ME : Did you rely on freeze dried meals or did you take any food luxuries on the route?
Tom : We predominantly ate freeze dried meals, every morning and evening, salami was the big luxury but we accepted we were going to burn more calories than we carried.
ME : How much weight did you lose on the route?
Tom : Not too much thankfully, I haven’t actually weighed myself yet!
ME : You’re heading off on the next trip to India in just a few weeks, did you have any concerns about doing 2 big trips back to back?
Tom : Yes! Ask me after India whether it was a good idea, I’m not sure I’d do it again…
ME : What’s the objective there and who are you going with?
Tom : Barnaj II. I’m going with Uisdean Hawthorn and Will Sim. We actually heard about it through Paul Ramsden, it’s an incredible looking face.
ME : That’s another very strong team, how do Uisdean and Will differ from Aleš and Luka to climb with?
Tom : All of them are really strong climbers and very experienced so not much hopefully! I’m really looking forward to it.
ME : What’s the plan after that, some rest?!
Tom : Definitely, some time off and a lot of eating before the winter!
Image Credits: Tom Livingstone | Aleš Česen | Luka Strazar
About Tom Livingstone
Tom has a fondness for trad, winter and alpine climbing. He’s psyched for big and inspiring mountain routes around the world, and devotes himself entirely to this way of life.
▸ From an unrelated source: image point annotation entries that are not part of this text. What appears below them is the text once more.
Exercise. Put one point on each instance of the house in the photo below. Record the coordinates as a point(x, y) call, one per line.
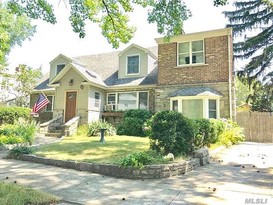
point(190, 73)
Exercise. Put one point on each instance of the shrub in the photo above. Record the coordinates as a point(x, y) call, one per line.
point(137, 159)
point(23, 130)
point(82, 130)
point(10, 114)
point(217, 128)
point(16, 151)
point(133, 123)
point(26, 130)
point(233, 134)
point(94, 128)
point(171, 132)
point(203, 136)
point(10, 139)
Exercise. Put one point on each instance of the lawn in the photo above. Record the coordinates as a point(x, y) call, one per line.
point(13, 194)
point(89, 149)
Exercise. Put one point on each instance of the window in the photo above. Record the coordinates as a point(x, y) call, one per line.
point(204, 107)
point(97, 99)
point(192, 108)
point(49, 106)
point(143, 100)
point(191, 52)
point(212, 109)
point(132, 64)
point(175, 105)
point(125, 101)
point(59, 68)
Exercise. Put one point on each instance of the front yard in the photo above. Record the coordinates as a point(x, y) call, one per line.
point(89, 149)
point(17, 195)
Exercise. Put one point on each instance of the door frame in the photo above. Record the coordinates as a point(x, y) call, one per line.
point(65, 94)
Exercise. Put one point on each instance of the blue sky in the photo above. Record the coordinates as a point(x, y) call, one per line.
point(51, 40)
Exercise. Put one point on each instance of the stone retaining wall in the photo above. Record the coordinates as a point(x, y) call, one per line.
point(148, 172)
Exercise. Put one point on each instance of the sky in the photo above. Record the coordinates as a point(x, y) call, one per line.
point(51, 40)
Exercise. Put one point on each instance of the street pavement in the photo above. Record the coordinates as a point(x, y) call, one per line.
point(242, 174)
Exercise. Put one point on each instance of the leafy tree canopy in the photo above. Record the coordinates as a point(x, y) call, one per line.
point(111, 15)
point(14, 29)
point(21, 84)
point(253, 21)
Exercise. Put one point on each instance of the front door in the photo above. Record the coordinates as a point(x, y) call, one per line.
point(70, 105)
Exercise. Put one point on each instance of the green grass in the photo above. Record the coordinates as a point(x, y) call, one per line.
point(13, 194)
point(89, 149)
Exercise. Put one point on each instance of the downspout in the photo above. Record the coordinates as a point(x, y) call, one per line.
point(230, 76)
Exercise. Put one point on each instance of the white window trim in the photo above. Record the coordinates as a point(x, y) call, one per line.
point(137, 95)
point(99, 100)
point(52, 103)
point(57, 67)
point(205, 100)
point(130, 74)
point(190, 53)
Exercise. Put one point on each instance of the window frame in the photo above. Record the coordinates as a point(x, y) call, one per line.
point(205, 103)
point(115, 106)
point(97, 101)
point(127, 61)
point(61, 64)
point(51, 104)
point(190, 53)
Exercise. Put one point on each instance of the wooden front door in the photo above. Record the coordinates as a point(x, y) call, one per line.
point(70, 105)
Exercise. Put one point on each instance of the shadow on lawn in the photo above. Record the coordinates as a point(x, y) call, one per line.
point(89, 149)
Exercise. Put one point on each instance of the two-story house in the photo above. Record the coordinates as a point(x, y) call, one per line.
point(190, 73)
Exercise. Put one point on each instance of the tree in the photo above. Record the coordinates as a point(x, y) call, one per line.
point(111, 15)
point(14, 29)
point(253, 20)
point(21, 84)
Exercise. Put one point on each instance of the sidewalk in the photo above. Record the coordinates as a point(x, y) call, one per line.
point(231, 181)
He treasures the raw emotions at the end of a hard onsight, the pain of the hot aches and the flash of magic as the sun sets in the mountains.
He enjoys everything associated with Scottish winter climbing and alpinism – even if it’s retrospectively – and is determined to follow his ambitions. In summer he longs for pumpy trad routes high above the sea or on granite alpine spires. In winter he searches for sinker hooks at the end of a thin sequence, and the glow of the headtorch as night draws in. Tom’s recent list of recent Alpine ascents his staggering, and includes Supercanaleta on Fitz Roy, the Lesueur route (ED2, all free) on the Dru, the Frendo Spur in winter in a day (which has been managed very few times), and the North Face of Mount Alberta. He’s no slouch at trad either, with ascents up to E9.
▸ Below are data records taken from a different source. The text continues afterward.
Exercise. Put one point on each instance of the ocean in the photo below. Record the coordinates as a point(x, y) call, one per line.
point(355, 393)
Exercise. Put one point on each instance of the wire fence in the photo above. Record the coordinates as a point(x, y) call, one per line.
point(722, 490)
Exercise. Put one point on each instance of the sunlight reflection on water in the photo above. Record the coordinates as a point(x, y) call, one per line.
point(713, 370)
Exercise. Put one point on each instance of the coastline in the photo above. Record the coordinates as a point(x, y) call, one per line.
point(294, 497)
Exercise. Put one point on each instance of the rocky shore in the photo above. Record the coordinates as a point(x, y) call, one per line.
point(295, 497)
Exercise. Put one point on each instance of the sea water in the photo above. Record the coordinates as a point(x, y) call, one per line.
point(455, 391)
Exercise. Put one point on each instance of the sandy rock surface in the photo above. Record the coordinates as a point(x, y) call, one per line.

Tom is a widely published writer and is based in North Wales, where he enjoys hanging out at Gogarth and the Pass.
A self-confessed gear geek, Tom has been influential in the design of some our new products and in making tweaks to existing designs for upcoming seasons. Whether it’s adding 1 cm of adjustment to a cuff or reinforcing one small area of a trouser, Tom will let us know what he thinks.